Bustos lived in exile for 14 years while Chile was ruled by the Pinochet military junta from 1973 until 1990. After his return he played a major role in uncovering cases of human rights abuses. Bustos, a top Chilean law professor and human rights lawyer, represented many of the families of people killed by the Pinochet government. During the Pinochet regime, nearly 3,000 people disappeared, while tens of thousands were arrested and tortured. Bustos represented the family of former Chilean Foreign Minister Orlando Letelier, an opponent of Pinochet who was killed by a car bomb in Washington D.C. in 1976. Letelier's assassination was linked to Pinochet military intelligence officials.

Bustos was first elected as a legislator in 1998 as a member of the Socialist Party of Chile. He died before gaining congressional approval for the creation of a new institute to be tasked with investigating the disappearance of thousands of opponents of the Pinochet regime.

Bustos died of liver cancer in Santiago, Chile, on August 7, 2008, at the age of 72. He was survived by his wife and seven children.

Upon learning of Bustos's death, President Michelle Bachelet declared three days of national mourning.

==Biography==
He was born in Santiago on 8 December 1935, the son of Juan Bustos and Dorila Ramírez Aristi. He married Eliana Fuentes and, in a second marriage, Claudia Chaimovich; he had seven children.

He completed his secondary education at the Instituto Nacional (1949–1954) and then studied Law at the University of Chile, earning his law degree in 1959 with a thesis entitled El concurso ideal de delitos. During his student years, he served as a teaching assistant in several courses, including History of Law under Jaime Eyzaguirre.

In 1960, he moved to Spain on a scholarship from the Instituto de Cultura Hispánica and pursued doctoral studies in Law at the Complutense University of Madrid, where he completed a dissertation titled Los elementos objetivos y subjetivos en la teoría de la acción. In 1962, he continued his postgraduate studies in Germany with a scholarship from the German Academic Exchange Service (DAAD), earning a Doctor of Law degree from the University of Bonn under the supervision of Hans Welzel, defending the thesis Culpa y finalidad.
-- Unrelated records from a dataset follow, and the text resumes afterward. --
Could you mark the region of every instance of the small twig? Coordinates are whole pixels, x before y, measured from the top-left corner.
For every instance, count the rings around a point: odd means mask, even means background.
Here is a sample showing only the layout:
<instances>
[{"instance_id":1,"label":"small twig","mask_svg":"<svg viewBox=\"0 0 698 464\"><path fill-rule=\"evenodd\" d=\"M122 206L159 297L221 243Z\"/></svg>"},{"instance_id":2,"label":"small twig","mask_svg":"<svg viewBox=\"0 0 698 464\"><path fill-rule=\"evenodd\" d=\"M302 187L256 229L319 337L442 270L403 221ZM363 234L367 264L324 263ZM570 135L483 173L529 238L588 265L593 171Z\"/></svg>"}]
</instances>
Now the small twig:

Upon returning to Chile in 1965, he joined the Faculty of Law of the University of Chile as a researcher and later became full professor of Criminal Law. He also served as Director of the Department of Criminal Sciences and Criminology until his dismissal following the 1973 coup d’état. During his exile in Germany, he continued his academic work, including teaching Comparative Criminal Law at the University of Bonn. After returning to Chile in 1989, he resumed his academic career at universities such as Diego Portales University, Andrés Bello National University, and again at the University of Chile. He also held positions in public service, including membership in the National Television Council (1993–1997), and served as an appellate judge (abogado integrante). He authored numerous monographs and articles on Criminal Law published in Chile and abroad.

==Political career==
He joined the Socialist Party of Chile in 1955. Over the years, he held several party positions, including political secretary of the 1st commune of Santiago (1968–1969), regional secretary (1970–1973), member of the Central Committee and Political Commission (from 1996), and National Vice President (2001–2003).
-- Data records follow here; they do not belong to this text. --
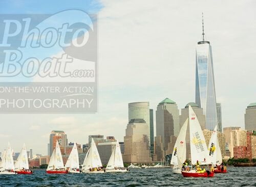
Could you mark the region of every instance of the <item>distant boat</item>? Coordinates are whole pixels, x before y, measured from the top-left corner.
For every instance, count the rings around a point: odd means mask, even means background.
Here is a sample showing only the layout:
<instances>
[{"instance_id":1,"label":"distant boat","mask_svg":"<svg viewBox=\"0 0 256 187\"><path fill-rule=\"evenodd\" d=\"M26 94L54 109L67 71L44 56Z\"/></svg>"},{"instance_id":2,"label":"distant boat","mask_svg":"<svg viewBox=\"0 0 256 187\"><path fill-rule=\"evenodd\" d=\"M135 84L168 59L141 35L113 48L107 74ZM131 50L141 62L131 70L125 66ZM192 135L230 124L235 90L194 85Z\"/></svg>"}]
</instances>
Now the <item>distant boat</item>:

Following the 1973 military coup, he went into exile in Buenos Aires, where he was detained in October 1975 in the context of Operation Condor. After six months in prison, he was released through the intervention of German authorities and academic colleagues.

After the return to democracy in 1989, he resumed his political activities. In the parliamentary elections of 11 December 1997, he was elected deputy for District No. 12 with 23,614 votes, equivalent to 27.60% of the validly cast ballots.
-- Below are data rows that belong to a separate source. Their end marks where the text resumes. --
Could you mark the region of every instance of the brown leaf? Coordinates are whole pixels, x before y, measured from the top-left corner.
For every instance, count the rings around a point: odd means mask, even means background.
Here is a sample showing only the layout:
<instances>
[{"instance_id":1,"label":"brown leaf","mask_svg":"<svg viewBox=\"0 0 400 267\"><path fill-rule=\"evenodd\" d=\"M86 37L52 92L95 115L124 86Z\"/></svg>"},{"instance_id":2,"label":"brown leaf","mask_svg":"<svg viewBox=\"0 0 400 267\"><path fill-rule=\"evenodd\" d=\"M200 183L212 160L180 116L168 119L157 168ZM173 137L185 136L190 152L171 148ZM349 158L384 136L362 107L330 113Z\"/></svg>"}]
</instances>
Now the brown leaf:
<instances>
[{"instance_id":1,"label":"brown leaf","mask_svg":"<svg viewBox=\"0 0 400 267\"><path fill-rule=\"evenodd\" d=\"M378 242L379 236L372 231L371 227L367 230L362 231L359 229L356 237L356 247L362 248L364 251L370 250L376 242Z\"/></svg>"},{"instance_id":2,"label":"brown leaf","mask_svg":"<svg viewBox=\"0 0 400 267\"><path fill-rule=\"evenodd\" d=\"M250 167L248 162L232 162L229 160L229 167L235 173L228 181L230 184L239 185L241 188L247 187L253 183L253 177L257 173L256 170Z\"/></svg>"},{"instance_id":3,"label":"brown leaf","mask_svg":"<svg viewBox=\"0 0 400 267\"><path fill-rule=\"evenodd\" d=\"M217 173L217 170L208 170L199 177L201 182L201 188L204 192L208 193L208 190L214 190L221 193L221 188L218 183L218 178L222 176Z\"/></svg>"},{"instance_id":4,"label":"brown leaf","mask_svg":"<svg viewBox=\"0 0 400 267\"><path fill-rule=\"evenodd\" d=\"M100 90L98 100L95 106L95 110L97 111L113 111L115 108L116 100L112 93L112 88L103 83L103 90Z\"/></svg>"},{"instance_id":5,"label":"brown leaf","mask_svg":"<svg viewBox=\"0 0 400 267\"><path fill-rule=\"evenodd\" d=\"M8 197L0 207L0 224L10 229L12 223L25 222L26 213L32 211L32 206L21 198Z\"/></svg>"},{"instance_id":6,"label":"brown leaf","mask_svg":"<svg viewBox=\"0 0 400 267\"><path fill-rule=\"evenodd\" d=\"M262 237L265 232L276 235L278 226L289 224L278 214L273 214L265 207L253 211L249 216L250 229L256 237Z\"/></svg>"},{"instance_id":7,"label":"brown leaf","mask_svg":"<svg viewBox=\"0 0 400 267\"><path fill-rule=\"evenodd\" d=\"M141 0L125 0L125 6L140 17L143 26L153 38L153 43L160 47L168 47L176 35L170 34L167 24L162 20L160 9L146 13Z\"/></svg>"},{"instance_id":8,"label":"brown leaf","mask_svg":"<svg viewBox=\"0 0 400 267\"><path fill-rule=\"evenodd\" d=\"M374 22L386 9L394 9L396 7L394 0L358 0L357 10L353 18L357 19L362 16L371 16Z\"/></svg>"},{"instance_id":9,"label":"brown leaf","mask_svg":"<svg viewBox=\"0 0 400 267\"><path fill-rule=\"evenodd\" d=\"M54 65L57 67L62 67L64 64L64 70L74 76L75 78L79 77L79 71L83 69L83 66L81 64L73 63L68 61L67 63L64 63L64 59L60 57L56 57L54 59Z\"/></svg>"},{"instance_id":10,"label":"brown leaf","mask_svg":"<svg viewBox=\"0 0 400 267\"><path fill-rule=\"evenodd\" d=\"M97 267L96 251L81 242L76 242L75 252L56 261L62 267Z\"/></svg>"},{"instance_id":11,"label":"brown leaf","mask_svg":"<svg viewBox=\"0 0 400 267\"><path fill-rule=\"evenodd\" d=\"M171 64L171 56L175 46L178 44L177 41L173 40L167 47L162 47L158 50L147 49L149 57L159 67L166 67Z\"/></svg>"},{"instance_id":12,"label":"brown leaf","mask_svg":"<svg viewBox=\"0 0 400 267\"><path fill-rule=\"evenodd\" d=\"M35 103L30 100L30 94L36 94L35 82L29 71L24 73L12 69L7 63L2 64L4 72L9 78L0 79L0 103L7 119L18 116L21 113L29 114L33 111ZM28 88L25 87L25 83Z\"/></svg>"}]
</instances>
As a member of the Chamber of Deputies of Chile, he participated in various international missions, including meetings with the National People's Congress of China and the Inter-Parliamentary Union in Indonesia. He was also a member of several interparliamentary friendship groups, including Chilean-German, Chilean-British, Chilean-Chinese, Chilean-French, Chilean-Syrian, Chilean-Algerian, and Chilean-Austrian.

He died in Santiago on 7 August 2008 at the age of 72.